A factualidade provada preenche, sem dúvida, a circunstância qualificadora da al. i) do n.º 2 do art. 132.º do Cód. Penal.

Fica, pois, claramente demonstrada a atitude profundamente distanciada do arguido e o seu desrespeito radical pelos valores de uma sociedade assente na dignidade da pessoa humana e em que o primeiro direito fundamental é o da vida.

A sua atitude, sendo reveladora de uma maior culpa, é, por isso, passível de um mais intenso juízo de censurabilidade ético-jurídico.

Assim, em conclusão, da definição da imagem global do facto resulta patente que o arguido A. agiu com especial censurabilidade, pelo ataque aleivoso e traiçoeiro que empreendeu, e que vitimou o ofendido B.. Verifica-se, assim, que no facto se projetam refrações de personalidade desvaliosa, existindo ainda um especial "desvalor de atitude" do arguido; o crime de homicídio é, pois, qualificado, nos termos do art. 132.º, n.ºs 1 e 2, al. i) do Cód. Penal

2. No seu recurso de constitucionalidade, o recorrente apresentou as seguintes conclusões:

«1. A parte final da alínea i) do nº 2 do artigo 132º do código penal viola a constituição.

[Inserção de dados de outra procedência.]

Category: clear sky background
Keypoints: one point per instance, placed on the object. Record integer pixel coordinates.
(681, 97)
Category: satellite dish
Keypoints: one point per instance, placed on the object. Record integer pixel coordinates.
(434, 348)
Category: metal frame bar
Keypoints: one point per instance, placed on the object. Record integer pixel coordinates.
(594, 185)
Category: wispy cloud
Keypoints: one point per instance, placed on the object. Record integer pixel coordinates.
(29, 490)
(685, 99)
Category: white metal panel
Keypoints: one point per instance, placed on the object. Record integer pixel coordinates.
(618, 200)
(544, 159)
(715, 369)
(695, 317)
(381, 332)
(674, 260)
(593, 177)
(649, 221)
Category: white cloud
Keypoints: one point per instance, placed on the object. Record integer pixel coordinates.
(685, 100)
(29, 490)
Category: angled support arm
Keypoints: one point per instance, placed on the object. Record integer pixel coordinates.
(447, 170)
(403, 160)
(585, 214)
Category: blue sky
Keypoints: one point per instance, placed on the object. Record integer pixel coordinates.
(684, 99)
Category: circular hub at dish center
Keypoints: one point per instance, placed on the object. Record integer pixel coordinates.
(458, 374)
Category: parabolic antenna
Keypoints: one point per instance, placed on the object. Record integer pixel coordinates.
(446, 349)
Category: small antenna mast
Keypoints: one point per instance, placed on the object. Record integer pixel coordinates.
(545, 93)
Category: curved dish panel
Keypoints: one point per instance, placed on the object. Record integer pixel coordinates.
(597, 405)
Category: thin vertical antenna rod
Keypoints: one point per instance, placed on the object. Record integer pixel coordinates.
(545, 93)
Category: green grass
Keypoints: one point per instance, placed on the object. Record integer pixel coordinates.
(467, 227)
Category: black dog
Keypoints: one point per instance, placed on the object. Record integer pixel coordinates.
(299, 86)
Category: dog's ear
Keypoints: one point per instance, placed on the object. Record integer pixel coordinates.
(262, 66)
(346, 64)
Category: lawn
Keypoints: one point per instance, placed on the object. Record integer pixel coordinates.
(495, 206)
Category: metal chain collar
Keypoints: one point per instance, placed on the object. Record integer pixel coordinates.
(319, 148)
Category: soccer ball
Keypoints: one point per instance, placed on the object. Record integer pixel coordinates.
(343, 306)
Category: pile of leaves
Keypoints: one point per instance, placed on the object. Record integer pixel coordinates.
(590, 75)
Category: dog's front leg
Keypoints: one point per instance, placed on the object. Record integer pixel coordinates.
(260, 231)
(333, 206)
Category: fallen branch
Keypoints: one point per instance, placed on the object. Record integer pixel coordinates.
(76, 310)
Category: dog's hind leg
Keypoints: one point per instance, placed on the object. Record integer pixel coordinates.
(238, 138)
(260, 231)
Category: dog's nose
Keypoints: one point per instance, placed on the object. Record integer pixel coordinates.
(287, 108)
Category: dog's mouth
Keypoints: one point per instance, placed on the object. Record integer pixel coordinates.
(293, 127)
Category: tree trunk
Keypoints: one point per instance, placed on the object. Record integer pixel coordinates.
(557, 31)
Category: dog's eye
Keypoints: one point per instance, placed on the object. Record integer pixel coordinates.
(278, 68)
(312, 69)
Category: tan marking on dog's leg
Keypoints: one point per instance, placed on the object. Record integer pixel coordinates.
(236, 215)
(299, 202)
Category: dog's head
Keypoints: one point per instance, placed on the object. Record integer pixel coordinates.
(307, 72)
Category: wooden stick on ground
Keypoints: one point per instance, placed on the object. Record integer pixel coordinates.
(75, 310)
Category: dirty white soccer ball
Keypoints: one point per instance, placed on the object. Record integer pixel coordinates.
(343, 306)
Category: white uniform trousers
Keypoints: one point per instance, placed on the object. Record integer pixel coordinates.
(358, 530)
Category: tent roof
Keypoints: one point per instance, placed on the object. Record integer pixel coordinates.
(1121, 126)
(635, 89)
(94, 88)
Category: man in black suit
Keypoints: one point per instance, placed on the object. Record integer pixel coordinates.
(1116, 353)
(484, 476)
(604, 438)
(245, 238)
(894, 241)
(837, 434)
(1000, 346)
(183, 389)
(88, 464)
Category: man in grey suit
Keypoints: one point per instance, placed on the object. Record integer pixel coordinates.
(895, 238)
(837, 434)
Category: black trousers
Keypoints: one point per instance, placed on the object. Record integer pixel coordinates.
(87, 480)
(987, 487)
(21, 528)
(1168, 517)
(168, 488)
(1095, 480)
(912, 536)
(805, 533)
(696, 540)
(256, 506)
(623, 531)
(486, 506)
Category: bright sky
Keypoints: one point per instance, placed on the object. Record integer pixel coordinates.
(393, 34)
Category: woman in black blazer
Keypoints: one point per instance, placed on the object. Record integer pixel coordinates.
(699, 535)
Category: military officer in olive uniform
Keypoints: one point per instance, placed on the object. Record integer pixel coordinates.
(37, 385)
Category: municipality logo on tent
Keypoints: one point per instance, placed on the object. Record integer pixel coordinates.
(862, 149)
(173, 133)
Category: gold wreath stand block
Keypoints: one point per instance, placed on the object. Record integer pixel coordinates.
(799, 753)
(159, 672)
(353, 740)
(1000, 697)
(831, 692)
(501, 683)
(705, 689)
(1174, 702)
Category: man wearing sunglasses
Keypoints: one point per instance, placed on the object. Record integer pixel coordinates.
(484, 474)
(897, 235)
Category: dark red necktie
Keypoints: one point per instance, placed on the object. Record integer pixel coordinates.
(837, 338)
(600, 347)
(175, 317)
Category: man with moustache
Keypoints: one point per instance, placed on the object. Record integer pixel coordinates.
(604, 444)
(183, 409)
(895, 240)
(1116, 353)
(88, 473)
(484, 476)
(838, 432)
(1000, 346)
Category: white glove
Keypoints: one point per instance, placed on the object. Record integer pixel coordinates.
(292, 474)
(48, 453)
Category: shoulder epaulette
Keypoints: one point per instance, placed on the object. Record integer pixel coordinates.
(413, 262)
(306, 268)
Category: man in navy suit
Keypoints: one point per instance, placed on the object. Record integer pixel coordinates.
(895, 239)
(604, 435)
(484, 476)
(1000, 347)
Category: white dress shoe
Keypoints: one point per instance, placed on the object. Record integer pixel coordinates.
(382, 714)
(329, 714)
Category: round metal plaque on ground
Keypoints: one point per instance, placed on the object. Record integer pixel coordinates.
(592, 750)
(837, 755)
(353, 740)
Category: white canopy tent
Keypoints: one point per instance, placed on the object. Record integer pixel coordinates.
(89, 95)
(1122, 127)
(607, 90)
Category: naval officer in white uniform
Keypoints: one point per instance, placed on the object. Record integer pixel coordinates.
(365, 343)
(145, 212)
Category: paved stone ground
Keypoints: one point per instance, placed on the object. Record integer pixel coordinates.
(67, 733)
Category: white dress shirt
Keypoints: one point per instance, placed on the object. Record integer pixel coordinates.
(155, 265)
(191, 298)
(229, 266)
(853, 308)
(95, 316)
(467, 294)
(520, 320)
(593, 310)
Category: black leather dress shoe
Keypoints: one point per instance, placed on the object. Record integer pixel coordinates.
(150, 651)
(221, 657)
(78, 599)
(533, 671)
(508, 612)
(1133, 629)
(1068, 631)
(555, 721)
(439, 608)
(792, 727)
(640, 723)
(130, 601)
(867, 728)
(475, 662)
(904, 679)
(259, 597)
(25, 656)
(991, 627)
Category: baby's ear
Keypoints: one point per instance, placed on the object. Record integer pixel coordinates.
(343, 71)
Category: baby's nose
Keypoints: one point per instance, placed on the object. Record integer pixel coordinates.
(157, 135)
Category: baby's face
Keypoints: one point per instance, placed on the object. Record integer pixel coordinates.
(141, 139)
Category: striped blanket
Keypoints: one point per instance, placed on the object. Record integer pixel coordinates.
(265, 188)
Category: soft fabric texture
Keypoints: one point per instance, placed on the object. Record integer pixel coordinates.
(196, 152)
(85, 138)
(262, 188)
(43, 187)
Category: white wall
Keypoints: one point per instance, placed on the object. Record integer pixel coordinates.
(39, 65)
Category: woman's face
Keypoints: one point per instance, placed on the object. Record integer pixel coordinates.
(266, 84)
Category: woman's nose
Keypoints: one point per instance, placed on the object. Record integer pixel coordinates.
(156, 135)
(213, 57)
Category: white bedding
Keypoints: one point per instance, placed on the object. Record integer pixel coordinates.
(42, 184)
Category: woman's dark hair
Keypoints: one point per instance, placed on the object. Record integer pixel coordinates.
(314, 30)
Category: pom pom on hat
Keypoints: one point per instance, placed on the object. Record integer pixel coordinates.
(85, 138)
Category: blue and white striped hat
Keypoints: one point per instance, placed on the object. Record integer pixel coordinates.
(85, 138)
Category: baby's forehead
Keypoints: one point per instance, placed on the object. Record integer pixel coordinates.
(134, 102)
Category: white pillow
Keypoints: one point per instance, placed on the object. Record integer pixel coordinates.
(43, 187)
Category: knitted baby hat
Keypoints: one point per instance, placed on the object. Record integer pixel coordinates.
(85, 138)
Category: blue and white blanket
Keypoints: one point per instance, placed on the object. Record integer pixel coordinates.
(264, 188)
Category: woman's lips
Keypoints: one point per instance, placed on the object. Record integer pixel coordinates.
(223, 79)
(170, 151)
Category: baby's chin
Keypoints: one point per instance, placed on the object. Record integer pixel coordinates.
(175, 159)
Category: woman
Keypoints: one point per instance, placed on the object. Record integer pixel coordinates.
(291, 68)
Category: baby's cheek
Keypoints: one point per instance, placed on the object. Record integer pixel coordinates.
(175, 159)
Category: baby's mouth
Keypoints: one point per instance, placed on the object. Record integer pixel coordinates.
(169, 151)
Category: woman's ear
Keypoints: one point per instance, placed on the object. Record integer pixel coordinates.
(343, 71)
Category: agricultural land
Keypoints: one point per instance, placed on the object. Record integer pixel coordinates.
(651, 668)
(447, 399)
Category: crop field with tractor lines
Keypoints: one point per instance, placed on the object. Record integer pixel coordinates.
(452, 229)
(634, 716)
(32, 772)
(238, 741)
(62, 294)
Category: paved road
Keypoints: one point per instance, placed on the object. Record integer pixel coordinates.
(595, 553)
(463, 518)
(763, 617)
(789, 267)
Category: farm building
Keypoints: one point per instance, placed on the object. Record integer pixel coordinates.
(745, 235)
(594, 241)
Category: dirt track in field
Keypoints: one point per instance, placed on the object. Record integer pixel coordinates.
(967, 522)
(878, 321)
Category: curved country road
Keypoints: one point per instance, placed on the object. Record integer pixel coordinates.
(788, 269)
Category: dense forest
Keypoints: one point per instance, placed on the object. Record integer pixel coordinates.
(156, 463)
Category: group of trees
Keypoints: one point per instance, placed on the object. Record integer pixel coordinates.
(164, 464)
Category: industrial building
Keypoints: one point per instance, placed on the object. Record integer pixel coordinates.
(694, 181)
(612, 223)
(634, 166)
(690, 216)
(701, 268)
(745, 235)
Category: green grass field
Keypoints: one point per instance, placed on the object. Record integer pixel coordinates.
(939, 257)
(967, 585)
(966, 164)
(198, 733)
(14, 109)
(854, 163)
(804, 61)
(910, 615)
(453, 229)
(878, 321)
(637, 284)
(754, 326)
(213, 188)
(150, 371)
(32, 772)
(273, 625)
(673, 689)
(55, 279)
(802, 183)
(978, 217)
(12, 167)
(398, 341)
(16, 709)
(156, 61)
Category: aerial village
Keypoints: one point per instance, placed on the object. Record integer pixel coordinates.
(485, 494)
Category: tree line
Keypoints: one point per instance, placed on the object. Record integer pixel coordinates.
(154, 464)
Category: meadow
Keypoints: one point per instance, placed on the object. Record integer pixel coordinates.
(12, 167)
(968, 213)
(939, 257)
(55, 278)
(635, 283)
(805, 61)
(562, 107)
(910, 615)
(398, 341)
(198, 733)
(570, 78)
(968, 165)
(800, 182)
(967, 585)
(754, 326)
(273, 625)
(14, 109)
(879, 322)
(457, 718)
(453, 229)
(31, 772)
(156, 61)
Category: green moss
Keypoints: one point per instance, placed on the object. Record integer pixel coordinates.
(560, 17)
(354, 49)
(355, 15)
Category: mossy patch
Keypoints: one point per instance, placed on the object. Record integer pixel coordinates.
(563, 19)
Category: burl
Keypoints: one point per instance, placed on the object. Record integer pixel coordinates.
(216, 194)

2. Não respeita o princípio da legalidade e tipicidade consagrado no nº 1 do artigo 29º da lei fundamental.

3. A técnica dos exemplos-padrão pode ser tida como compatível com a exigência constitucional.

4. Mas a alusão a "qualquer outro meio insidioso" não se traduz num exemplo.

5. É antes cláusula geral, conceito indeterminado ou noção vaga de conteúdo elástico, com limites incertos.

6. Não consubstancia o estabelecimento de pressupostos fixados na lei, mas sim a consagração de uma conceção aberta, de contornos imprecisos.

7. Exige hermenêutica jurídica de integração para densificação que preencha e complemente o espaço normativo.

8. Não se basta com a mera subsunção da factualidade a uma noção precisa, rigorosamente definida, que tem de ser inerente aos tipos penais.

9. Termos em que deve ser declarada a inconstitucionalidade das normas ínsitas no nº 1 do artigo 132º e da alínea i) do nº 2 do artigo 132º do código penal, revogando-se a sentença que condenou o arguido por aplicação das mesmas.»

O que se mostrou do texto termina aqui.